A ship used for scientific endeavors needs to be capable of withstanding use during the entire duration of deployment. Here are three major factors that possibly affect the danger level of a research vessel:

  • Location and range of use: Inland waterways and lakes are subject to different environmental conditions. For example, ships in the Great Lakes region have been struggling with heavy ice cover in recent years, meaning a research vessel in this area could have to anticipate this possibility.
  • Number and purpose of crew onboard: Knowing how many crew members are onboard and their purpose to the mission will enable expedition managers to foresee concerns while the vessel is deployed. If the ship comes with facilities and labs, there will most likely be scientists designated to work at these posts.

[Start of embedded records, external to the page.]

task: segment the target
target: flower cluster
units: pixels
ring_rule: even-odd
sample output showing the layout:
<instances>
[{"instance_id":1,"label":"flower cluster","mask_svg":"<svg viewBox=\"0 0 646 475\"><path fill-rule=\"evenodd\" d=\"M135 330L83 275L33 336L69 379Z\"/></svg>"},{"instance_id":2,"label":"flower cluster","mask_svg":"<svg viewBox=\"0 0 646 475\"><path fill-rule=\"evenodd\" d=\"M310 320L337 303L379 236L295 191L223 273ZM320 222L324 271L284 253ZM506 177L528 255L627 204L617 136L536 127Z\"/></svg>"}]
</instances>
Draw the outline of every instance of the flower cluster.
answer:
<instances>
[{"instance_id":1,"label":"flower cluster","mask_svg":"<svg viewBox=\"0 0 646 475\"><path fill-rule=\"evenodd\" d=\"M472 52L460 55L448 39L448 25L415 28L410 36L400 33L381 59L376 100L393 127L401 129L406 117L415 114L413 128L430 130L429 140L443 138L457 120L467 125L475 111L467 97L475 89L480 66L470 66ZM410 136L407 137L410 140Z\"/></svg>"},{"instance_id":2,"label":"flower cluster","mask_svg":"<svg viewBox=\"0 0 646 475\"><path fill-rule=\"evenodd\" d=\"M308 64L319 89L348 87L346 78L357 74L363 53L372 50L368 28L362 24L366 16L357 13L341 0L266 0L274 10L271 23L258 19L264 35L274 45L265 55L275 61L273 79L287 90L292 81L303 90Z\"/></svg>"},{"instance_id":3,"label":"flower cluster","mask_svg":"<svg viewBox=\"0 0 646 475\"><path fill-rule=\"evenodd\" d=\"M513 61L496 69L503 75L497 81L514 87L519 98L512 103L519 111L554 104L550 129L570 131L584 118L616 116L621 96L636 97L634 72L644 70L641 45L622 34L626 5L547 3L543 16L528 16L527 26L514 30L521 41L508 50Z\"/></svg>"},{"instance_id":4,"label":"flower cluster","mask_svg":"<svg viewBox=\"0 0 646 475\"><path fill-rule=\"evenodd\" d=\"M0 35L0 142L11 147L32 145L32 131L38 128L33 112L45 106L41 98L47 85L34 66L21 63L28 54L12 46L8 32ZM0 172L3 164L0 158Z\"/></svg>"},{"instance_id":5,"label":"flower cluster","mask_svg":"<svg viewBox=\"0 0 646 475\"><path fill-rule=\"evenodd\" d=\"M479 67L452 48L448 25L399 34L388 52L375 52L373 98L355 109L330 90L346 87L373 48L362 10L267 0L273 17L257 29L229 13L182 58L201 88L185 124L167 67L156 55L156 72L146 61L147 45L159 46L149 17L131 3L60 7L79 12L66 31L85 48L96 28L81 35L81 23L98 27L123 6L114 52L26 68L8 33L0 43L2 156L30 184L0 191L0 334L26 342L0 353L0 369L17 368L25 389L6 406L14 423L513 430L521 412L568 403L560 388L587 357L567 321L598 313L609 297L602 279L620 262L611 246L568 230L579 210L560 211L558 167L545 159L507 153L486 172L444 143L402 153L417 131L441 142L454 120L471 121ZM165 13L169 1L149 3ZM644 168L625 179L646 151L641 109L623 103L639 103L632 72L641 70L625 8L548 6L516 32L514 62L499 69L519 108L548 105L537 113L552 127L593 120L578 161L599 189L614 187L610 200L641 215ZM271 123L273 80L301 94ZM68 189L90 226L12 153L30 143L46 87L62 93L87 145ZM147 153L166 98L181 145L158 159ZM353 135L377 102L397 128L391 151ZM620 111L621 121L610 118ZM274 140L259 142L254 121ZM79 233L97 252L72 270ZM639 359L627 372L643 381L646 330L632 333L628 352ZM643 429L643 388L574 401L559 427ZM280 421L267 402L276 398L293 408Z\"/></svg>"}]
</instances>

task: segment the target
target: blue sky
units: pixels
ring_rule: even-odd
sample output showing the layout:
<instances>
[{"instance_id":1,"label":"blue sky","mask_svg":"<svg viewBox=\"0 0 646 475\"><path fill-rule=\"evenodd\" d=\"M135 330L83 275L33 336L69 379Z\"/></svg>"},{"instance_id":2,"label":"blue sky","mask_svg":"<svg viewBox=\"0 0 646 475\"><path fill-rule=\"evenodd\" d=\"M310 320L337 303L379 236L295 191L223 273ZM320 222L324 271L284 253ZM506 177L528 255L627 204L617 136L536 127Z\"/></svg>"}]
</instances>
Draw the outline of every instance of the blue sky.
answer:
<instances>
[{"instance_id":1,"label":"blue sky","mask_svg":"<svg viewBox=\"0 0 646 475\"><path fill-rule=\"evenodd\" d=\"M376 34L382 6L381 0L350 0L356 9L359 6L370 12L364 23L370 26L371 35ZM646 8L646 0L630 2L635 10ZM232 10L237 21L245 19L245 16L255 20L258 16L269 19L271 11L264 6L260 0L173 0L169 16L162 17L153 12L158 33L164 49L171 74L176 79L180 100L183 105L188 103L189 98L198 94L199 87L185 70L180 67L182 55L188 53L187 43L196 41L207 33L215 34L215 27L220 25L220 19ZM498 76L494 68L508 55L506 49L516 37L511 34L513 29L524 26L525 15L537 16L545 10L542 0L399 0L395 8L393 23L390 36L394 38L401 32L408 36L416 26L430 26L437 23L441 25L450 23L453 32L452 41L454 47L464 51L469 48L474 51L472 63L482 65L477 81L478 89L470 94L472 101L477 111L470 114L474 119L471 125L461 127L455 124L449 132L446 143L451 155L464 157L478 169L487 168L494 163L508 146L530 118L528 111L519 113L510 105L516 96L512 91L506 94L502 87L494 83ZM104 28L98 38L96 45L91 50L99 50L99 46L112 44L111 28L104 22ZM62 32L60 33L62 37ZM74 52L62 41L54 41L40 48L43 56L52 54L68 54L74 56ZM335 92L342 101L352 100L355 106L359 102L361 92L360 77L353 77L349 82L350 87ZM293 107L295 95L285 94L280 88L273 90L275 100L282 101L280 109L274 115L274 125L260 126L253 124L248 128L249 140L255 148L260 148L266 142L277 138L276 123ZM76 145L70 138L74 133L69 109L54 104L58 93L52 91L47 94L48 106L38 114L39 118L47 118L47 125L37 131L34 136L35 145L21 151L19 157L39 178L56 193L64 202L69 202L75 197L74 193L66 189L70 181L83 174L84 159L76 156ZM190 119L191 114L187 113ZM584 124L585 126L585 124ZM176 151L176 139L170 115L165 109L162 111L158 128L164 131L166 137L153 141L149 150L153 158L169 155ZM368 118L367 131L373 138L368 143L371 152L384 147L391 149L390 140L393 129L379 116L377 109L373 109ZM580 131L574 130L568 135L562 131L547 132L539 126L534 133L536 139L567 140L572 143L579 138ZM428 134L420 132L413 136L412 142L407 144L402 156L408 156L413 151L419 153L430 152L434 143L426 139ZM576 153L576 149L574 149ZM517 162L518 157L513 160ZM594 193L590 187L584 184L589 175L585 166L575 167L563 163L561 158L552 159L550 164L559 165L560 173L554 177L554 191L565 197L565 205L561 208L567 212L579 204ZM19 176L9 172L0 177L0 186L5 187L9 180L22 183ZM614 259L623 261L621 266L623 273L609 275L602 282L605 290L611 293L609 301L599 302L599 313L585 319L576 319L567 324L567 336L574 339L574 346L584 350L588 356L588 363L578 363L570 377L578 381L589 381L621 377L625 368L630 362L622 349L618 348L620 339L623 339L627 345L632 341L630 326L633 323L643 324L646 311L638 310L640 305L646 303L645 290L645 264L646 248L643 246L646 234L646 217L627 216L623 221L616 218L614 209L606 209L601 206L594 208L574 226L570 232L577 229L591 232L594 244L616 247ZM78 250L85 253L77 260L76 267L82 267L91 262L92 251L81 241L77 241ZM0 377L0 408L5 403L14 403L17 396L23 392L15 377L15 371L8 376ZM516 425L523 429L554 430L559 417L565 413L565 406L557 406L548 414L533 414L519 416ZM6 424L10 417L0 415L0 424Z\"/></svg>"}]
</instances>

  • Size and strength: The durability of the research vessel's hull could influence how well it holds up in different bodies of water. The intense level of preparation needed to create a research ship for a specific purpose might have to include fortification and heavy-duty materials that keep it up to appropriate operating standards. Ships may also be used to transport other specialized scientific instruments, so they need to be able to carry these devices without putting them at risk. 

Since they can be sent to different areas of the globe for their work, operators of research vessels may benefit from international marine insurance that suits their field.